Cet atelier, au travers de la présentation d’exemples de différentes initiatives visant à impliquer les citoyens dans les projets de recherche, amène à questionner et débattre du système actuel soutenant ce mouvement participatif au sein de projets institutionnels.

 


La contribution “en amateur” à la connaissance scientifique – 6 juin, Faculté de Médecine de Toulouse

 


Animatrice
  • Laurence Huc, Chargée de recherche INRA en toxicologie alimentaire, Responsable de l’équipe Contaminants & Stress cellulaire, ToxAlim UMR 1331 INRA-INP-UPS, Toulouse, et Membre de la Plateforme Ethique et Biosciences ( Genotoul Societal).

 

Intervenants
  • Mélina Macouin, Chercheuse au CNRS, Laboratoire Géosciences Environnement Toulouse (GET), Observatoire Midi-Pyrénées – CNRS/UPS/IRD/CNES.
  • François Montastruc, Docteur, Chef de Clinique du service de Pharmacologie Médicale et Clinique du CHU de Toulouse, Centre Régional de PharmacoVigilance (CRPV), UMR 1027 Inserm – Université Toulouse III Paul Sabatier.
  • Brice Navereau, Docteur en Géographie-Aménagement, Chercheur associé au LISST-Cieu (Laboratoire Interdisciplinaire Solidarités, Sociétés, Territoires, UMR 5193, EHESS), Université Toulouse II Jean Jaurès, Fondateur de la Jeune Entreprise Universitaire Echelles et Territoires.

 

La production de savoir et de la connaissance est une des missions de la recherche académique.

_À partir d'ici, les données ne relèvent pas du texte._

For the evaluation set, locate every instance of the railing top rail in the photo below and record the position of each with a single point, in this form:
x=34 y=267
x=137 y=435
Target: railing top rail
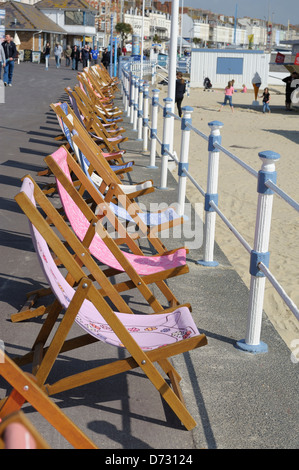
x=282 y=194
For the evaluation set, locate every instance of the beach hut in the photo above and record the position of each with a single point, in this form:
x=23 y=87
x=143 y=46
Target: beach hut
x=222 y=65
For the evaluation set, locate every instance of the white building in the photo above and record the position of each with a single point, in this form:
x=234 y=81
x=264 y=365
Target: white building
x=222 y=65
x=154 y=23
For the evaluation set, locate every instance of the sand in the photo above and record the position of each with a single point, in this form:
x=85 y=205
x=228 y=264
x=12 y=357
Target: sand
x=245 y=133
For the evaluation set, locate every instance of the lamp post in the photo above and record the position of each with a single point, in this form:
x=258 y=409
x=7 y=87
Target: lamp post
x=142 y=36
x=111 y=45
x=172 y=61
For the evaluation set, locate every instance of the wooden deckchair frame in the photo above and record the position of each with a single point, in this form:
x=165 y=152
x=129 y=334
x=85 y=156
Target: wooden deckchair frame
x=87 y=290
x=141 y=282
x=101 y=164
x=25 y=389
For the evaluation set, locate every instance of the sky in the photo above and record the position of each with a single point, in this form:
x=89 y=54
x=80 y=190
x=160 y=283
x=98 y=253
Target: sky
x=280 y=11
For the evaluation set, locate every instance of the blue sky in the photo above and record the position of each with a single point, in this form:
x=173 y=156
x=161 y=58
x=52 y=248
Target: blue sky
x=280 y=10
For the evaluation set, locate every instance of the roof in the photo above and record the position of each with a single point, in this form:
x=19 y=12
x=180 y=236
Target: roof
x=28 y=18
x=64 y=5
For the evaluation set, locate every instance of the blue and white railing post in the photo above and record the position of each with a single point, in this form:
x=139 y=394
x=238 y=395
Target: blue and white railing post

Cependant, force est de constater que cette activité s’est peu à peu éloignée de la société civile, cantonnant l’excellence du savoir à la fameuse tour d’ivoire. Ainsi, on assiste à un désintéressement de la société pour les réponses que peuvent apporter la science et à un fossé qui se creuse entre la recherche académique qui se déconnecte des réels enjeux sociétaux et le besoin pour les citoyens et citoyennes de pouvoir bénéficier de la science pour améliorer leur qualité de vie. Cependant, la production de connaissance dans sa conceptualisation et sa pratique est à la portée de toutes et tous et permet ainsi de repositionner les priorités pour que la science est un réel impact sociétal.

 

C’est dans ce contexte que les sciences participatives prennent leur essor, sous des formes toutes aussi variées que les problématiques soulevées : la santé, l’environnement, la biodiversité, notamment. Dans ce cadre, les chercheur.e.s « professionnels » peuvent être impliqués mais l’originalité et la force viennent de ces recherches « en amateur » qui aboutissent à des résultats présentés autrement que dans des journaux scientifiques académiques et ayant des conséquences concrètes sur la société civile. Les méthodes d’acquisition de connaissances dans ce contexte sont à élaborer en amont afin de pouvoir répondre à des critères de qualité permettant de valoriser ce savoir produit « hors les murs du laboratoire ».

 

Cet atelier permettra d’aborder la question de la contribution « en amateur » à la connaissance scientifique, à travers des initiatives mises en place, mais aussi des structures qui permettent d’appuyer et de soutenir de telles démarches.